CSU liefert: Unionsgeführte Regierungskoalition beschließt Abschaffung des Habeckschen Heizungsgesetzes – Silke Launert: „Wir beenden die Phase der Bevormundung und setzen wieder auf Vertrauen in die Eigentümerinnen und Eigentümer“

Berlin. Die Regierungskoalition hat beschlossen, das sogenannte „Habecksche“ Heizungsgesetz abzuschaffen und durch ein neues Gebäudemodernisierungsgesetz zu ersetzen.

Kern des neuen Ansatzes ist die Abkehr von pauschalen Vorgaben. Die bisherige Vorgabe eines Mindestanteils von 65 Prozent erneuerbarer Energien bei der Wärmeversorgung für alle Neu- und Bestandsbauten entfällt ebenso wie das generelle Betriebsverbot für Gas- und Ölheizungen ab 2045. Künftig bleiben verschiedene Technologien möglich – von Wärmepumpen über Fernwärme und hybride Systeme bis hin zu Biomasse und auch Gas- und Ölheizungen, wenn diese schrittweise steigende Anteile klimaneutraler Brennstoffe nutzen.

Ab 2029 müssen entsprechende Heizungen einen wachsenden Anteil CO₂-neutraler Energieträger wie Biomethan oder synthetische Kraftstoffe einsetzen. Zudem wird ab 2028 eine Grüngas- beziehungsweise Grünölquote von bis zu einem Prozent eingeführt, um den Einsatz klimafreundlicher Brennstoffe weiter voranzubringen.

Die Förderung für den Umstieg bleibt dabei verlässlich: Die Bundesförderung für effiziente Gebäude (BEG) wird mindestens bis 2029 abgesichert. Ferner wird die kommunale Wärmeplanung insbesondere für kleine Kommunen bis 15.000 Einwohner deutlich vereinfacht. Wärmeplanung und Heizungsregulierung werden voneinander entkoppelt. Darüber hinaus wird es zur Umsetzung der EU-Gebäuderichtlinie für Deutschland keine gebäudeindividuellen Sanierungsanforderungen für Wohngebäude geben.
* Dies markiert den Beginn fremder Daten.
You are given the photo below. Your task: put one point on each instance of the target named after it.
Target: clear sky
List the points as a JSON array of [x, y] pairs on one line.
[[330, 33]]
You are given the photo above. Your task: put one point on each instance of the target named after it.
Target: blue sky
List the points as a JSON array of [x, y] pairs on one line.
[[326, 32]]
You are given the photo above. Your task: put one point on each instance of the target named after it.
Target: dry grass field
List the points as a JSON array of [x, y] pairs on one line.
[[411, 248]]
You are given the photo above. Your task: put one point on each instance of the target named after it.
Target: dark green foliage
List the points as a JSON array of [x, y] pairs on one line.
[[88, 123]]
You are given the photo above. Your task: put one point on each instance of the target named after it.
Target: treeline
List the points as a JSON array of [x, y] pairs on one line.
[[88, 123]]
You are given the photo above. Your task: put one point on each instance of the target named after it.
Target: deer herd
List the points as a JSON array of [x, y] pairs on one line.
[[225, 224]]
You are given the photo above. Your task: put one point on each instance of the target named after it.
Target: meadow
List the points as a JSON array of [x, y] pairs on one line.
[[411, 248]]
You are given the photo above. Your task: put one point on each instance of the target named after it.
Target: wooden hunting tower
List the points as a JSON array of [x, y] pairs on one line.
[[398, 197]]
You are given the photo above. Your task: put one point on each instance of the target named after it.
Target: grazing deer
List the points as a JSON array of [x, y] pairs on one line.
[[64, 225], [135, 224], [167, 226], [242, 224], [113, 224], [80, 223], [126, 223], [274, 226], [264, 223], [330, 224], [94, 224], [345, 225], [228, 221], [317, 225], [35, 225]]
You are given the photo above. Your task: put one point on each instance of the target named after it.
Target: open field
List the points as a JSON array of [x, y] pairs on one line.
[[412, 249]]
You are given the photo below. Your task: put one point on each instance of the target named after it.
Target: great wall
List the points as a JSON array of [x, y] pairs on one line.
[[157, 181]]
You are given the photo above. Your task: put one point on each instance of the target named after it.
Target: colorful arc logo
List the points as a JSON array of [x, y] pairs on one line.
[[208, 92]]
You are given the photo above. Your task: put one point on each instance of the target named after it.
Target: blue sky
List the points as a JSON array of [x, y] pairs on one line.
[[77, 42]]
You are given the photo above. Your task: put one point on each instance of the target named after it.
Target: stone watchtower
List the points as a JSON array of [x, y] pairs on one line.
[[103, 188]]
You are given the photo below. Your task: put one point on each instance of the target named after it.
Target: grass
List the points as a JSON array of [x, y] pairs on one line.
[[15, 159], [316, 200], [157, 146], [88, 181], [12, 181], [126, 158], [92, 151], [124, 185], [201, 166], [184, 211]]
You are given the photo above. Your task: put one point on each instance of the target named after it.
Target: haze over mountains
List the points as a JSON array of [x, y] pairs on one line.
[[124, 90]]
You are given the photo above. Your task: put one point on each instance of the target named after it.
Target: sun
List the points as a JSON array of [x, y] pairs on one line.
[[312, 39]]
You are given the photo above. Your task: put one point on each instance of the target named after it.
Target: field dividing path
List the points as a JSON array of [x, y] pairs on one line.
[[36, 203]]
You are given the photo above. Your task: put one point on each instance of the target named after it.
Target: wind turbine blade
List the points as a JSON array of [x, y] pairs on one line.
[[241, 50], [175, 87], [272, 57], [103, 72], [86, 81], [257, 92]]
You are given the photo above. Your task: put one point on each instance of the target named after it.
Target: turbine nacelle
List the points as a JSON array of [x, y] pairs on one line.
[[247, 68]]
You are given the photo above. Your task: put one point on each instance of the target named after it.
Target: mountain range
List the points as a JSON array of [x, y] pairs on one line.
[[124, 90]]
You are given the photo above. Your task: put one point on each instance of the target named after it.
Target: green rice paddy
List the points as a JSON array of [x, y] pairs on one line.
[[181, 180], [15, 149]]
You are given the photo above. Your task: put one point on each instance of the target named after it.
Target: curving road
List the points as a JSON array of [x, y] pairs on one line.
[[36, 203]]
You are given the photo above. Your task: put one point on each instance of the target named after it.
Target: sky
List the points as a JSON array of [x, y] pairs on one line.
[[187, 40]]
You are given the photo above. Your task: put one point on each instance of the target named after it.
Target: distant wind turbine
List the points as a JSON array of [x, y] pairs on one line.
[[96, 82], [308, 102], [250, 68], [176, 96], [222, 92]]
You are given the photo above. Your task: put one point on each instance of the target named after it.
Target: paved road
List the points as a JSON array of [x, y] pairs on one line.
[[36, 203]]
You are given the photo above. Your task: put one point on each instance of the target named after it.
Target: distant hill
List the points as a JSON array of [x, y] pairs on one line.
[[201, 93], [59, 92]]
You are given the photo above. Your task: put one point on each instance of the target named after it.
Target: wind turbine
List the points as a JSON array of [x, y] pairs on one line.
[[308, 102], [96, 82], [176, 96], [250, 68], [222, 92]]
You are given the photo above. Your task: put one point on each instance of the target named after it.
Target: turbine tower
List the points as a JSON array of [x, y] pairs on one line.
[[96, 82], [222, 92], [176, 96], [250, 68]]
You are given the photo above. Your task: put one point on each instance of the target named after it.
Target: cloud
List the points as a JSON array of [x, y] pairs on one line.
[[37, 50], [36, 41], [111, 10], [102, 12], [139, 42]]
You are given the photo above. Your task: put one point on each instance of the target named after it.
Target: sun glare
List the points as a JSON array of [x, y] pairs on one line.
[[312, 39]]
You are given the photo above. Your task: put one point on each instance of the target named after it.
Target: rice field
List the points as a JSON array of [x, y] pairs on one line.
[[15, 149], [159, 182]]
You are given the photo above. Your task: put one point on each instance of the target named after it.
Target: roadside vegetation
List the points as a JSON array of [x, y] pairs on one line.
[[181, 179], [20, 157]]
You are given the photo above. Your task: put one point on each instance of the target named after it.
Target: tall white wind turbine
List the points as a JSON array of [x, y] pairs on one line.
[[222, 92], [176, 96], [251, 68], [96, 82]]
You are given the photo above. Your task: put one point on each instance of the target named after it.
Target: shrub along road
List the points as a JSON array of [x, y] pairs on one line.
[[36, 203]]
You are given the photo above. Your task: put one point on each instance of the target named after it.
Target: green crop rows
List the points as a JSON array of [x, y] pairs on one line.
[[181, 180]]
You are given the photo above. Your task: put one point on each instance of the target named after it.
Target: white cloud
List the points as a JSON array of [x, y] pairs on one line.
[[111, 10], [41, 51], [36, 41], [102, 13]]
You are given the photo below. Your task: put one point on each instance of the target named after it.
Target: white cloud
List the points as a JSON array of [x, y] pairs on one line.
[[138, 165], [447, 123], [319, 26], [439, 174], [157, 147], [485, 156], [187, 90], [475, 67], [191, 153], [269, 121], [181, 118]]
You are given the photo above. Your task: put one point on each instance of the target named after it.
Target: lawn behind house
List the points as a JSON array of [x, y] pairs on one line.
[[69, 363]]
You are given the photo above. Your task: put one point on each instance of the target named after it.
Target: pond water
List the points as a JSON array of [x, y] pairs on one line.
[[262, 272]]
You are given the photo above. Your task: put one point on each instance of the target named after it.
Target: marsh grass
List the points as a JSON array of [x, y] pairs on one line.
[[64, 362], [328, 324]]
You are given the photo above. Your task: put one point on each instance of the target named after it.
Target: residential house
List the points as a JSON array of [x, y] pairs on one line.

Die Bayreuther Bundestagsabgeordnete und Parlamentarische Staatssekretärin im Bundesministerium für Forschung, Technologie und Raumfahrt, Dr. Silke Launert, erklärt hierzu:
„Mir ist besonders wichtig zu betonen, dass die Förderung für den Umstieg auf klimafreundliche Heizsysteme bestehen bleibt.

Wer sich für eine neue Technologie entscheiden möchte, kann das weiterhin tun und wird dabei unterstützt. Gleichzeitig dürfen wir die Realität vieler Menschen – gerade im ländlichen Raum – nicht ausblenden. Ältere Bausubstanz und begrenzte finanzielle Spielräume stellen viele, insbesondere ältere Eigentümerinnen und Eigentümer, vor enorme Herausforderungen.

Für etliche Rentnerinnen und Rentner würde eine sofortige Investition von mehreren zehntausend Euro eine kaum zu stemmende Belastung bedeuten – im schlimmsten Fall mit der Folge, dass sie ihr Zuhause verkaufen müssten. Das darf nicht passieren. Deshalb setzen wir auf Wahlfreiheit.

Je nach Lebensphase und individueller Situation müssen Eigentümer selbst entscheiden können, welcher Weg für sie der richtige ist. Wir sagen klar: Nicht der Staat, sondern die Menschen vor Ort wissen am besten, was für ihr Eigentum tragfähig und verantwortbar ist.“

Der Gesetzentwurf soll bis zum 1. Juli 2026 verabschiedet werden und die europäischen Vorgaben zur Gebäudeeffizienz praxisnah umsetzen.